Artem Zholus,Maksim Kuznetsov,Roman Schutski,Rim Shayakhmetov,Daniil Polykovskiy,Sarath Chandar,Alex Zhavoronkov
2024-06-06
Abstract:Generating novel active molecules for a given protein is an extremely challenging task for generative models that requires an understanding of the complex physical interactions between the molecule and its environment. In this paper, we present a novel generative model, BindGPT which uses a conceptually simple but powerful approach to create 3D molecules within the protein's binding site. Our model produces molecular graphs and conformations jointly, eliminating the need for an extra graph reconstruction step. We pretrain BindGPT on a large-scale dataset and fine-tune it with reinforcement learning using scores from external simulation software. We demonstrate how a single pretrained language model can serve at the same time as a 3D molecular generative model, conformer generator conditioned on the molecular graph, and a pocket-conditioned 3D molecule generator. Notably, the model does not make any representational equivariance assumptions about the domain of generation. We show how such simple conceptual approach combined with pretraining and scaling can perform on par or better than the current best specialized diffusion models, language models, and graph neural networks while being two orders of magnitude cheaper to sample.
Machine Learning
What problem does this paper attempt to address?
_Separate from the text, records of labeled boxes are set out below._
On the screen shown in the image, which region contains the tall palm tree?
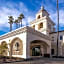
[18,13,24,27]
[14,19,19,29]
[57,0,59,56]
[8,16,14,31]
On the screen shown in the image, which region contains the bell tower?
[36,6,49,19]
[30,6,55,35]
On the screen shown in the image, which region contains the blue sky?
[0,0,64,35]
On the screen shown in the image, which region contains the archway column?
[47,46,51,54]
[8,44,10,56]
[41,45,44,56]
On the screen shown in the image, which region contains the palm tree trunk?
[21,21,22,27]
[16,23,18,29]
[10,23,12,31]
[57,0,59,56]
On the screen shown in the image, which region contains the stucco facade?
[0,7,64,58]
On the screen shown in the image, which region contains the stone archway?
[30,40,49,56]
[1,41,8,56]
[10,37,23,55]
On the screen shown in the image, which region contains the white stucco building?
[0,7,64,58]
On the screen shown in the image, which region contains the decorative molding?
[0,26,50,40]
[30,16,47,24]
[27,27,51,40]
[0,27,27,40]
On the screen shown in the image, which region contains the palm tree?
[0,43,8,55]
[8,16,14,31]
[57,0,59,56]
[14,19,19,29]
[18,13,24,27]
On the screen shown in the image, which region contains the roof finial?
[41,6,44,10]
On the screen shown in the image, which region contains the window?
[38,15,40,19]
[33,25,35,29]
[32,46,41,56]
[51,49,54,55]
[15,42,19,51]
[60,35,63,40]
[38,23,43,29]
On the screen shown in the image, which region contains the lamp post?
[56,0,59,57]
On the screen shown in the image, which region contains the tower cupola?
[36,6,49,19]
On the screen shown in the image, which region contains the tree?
[0,43,8,55]
[18,13,24,27]
[8,16,14,31]
[14,19,19,29]
[56,0,59,56]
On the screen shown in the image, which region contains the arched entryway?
[1,41,8,56]
[10,37,23,55]
[30,40,49,56]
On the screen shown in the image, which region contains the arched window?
[38,15,40,19]
[33,25,35,29]
[15,42,19,51]
[32,46,41,56]
[38,23,43,29]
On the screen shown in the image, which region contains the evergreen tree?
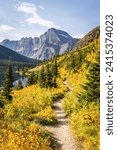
[3,64,13,100]
[39,66,46,88]
[45,64,52,87]
[79,53,100,102]
[27,72,35,86]
[16,80,23,90]
[51,57,58,87]
[52,58,58,77]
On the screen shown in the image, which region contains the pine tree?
[16,80,23,90]
[51,57,59,87]
[45,64,52,87]
[3,64,13,100]
[27,72,35,86]
[79,53,100,102]
[39,66,46,88]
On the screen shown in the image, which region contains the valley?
[0,27,100,150]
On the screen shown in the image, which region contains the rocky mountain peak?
[0,28,77,60]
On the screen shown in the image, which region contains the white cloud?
[73,34,84,38]
[17,2,60,28]
[0,24,14,32]
[39,5,45,10]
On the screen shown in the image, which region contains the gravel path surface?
[47,100,76,150]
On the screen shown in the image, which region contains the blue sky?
[0,0,100,41]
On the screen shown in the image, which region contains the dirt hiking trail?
[46,99,76,150]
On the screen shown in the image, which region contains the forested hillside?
[0,27,100,150]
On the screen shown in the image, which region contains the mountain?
[74,26,100,49]
[0,28,78,60]
[0,45,37,64]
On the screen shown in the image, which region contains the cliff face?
[0,28,78,60]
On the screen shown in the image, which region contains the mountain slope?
[29,25,100,150]
[0,45,37,64]
[0,28,78,60]
[74,26,100,49]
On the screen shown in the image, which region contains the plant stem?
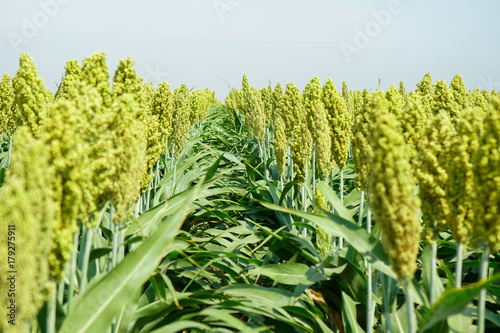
[57,279,65,305]
[45,281,57,333]
[312,143,316,204]
[366,198,375,333]
[170,143,177,197]
[80,227,94,293]
[66,231,80,314]
[429,234,437,305]
[109,200,120,268]
[330,170,337,248]
[455,242,464,289]
[366,263,374,333]
[339,166,344,248]
[358,190,365,227]
[405,278,417,333]
[381,274,392,333]
[477,243,490,333]
[300,156,308,237]
[7,135,12,168]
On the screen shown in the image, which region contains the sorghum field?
[0,52,500,333]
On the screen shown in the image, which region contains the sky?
[0,0,500,100]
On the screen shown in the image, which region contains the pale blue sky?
[0,0,500,99]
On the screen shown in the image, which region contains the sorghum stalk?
[405,278,417,333]
[45,283,57,333]
[473,97,500,333]
[477,243,490,333]
[455,242,464,289]
[66,231,80,313]
[367,92,420,282]
[80,223,94,293]
[358,190,365,227]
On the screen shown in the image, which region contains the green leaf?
[316,181,355,223]
[218,284,292,307]
[422,244,444,306]
[420,273,500,330]
[342,292,364,333]
[260,202,397,279]
[205,154,224,180]
[447,310,473,333]
[151,320,210,333]
[248,263,309,285]
[60,186,200,333]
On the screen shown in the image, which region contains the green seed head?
[416,111,456,241]
[274,115,288,175]
[323,79,352,168]
[0,74,17,136]
[81,51,113,107]
[385,84,404,117]
[172,84,191,153]
[260,84,274,127]
[417,73,434,116]
[302,76,323,133]
[400,94,429,170]
[469,89,490,113]
[369,102,420,280]
[97,94,147,223]
[272,82,283,115]
[314,103,332,177]
[472,97,500,252]
[450,74,469,110]
[56,60,82,99]
[0,126,60,332]
[245,87,266,141]
[431,80,460,121]
[446,108,484,243]
[224,89,241,124]
[398,81,407,104]
[12,53,53,136]
[153,81,174,144]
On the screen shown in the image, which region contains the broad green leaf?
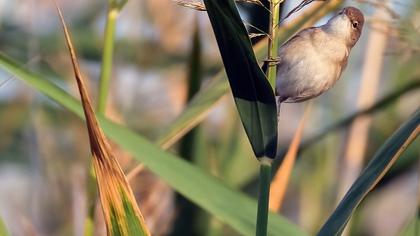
[318,109,420,236]
[0,54,305,236]
[204,0,277,158]
[0,217,10,236]
[156,0,342,152]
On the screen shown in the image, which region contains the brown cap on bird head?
[342,7,365,47]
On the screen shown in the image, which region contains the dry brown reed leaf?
[53,0,150,235]
[269,103,311,212]
[236,0,264,7]
[249,33,267,39]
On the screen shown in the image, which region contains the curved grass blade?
[318,109,420,236]
[54,1,150,236]
[204,0,277,158]
[0,53,306,236]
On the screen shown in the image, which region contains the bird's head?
[323,7,365,47]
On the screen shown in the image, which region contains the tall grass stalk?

This paper introduces a framework called BindGPT for scalable 3D molecular design through language modeling and reinforcement learning. Currently, generating novel active molecules for a given protein is a challenge for generative models, requiring an understanding of the complex physical interactions between the molecules and their environment. BindGPT proposes an innovative approach that can directly create 3D molecules within protein binding sites while generating molecular graphs and conformations without the need for additional graph reconstruction steps. The model is first pretrained on a large-scale dataset and then fine-tuned using scores from external simulation software through reinforcement learning. The pretrained model can serve as a 3D molecule generator, a graph-based conformation generator, and a 3D molecule generator under pocket conditions simultaneously. It is worth noting that the model does not rely on any specific domain-specific equivariance assumptions. The paper mentions that although existing methods can directly generate 3D molecules, most of them rely on external tools to build bonds, which may lead to accuracy issues. In contrast, BindGPT uses structural SMILES and XYZ formats to describe the molecular graph and atomic positions, reducing the dependence on external software. Experimental results demonstrate that BindGPT performs comparably to state-of-the-art diffusion models, language models, and graph neural networks in 3D molecular generation tasks, but with a two-order-of-magnitude improvement in sampling efficiency. Additionally, through reinforcement learning fine-tuning, the model can find structures with high binding scores for any given protein. In conclusion, the paper aims to address the problem of how to generate 3D active molecules more effectively, particularly considering their interactions with proteins, while reducing reliance on external tools and improving the accuracy and efficiency of generation.